Claim process for the preparation of new 2-R-4-R'-6-R "- pyrazolo, [3,4, d] pyrimidines, in which R represents a substituent, R 'represents the NH2 group and R" represents the has the same meaning as R 'or represents hydrogen or a lower alkyl radical, as well as their tautomeric forms and salts; of these compounds, characterized in that 1-R-3-aminopyrazole-4-nitriles are reacted with corresponding functional carboxylic acid derivatives containing the NH2 group.
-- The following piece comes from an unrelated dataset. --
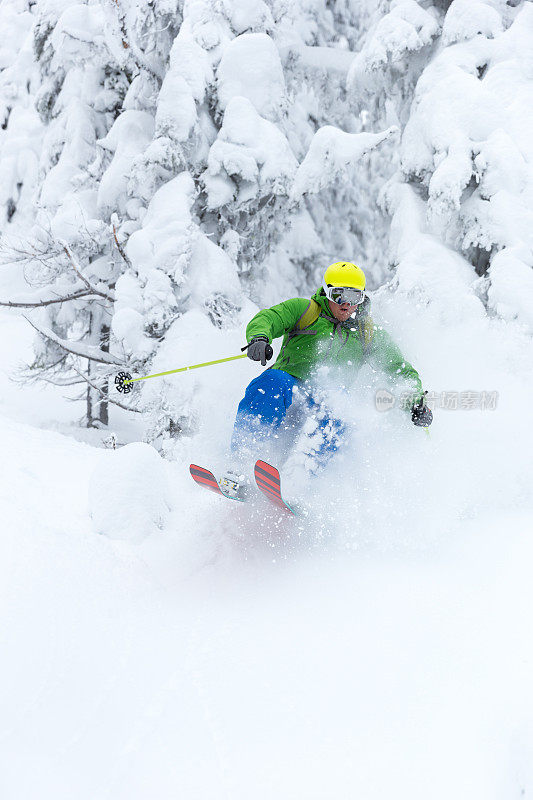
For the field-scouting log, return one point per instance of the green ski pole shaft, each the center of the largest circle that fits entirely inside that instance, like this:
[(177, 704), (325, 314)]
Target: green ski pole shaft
[(184, 369)]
SUBClaims 1. The method according to claim, characterized in that one starts from Canbowäureamiden. 2. The method according to claim and sub-claim 1, characterized in that obtained salts are converted into the free compounds. 3. procedure; according to claim and sub-claim 1, characterized in that free compounds obtained are converted into their salts.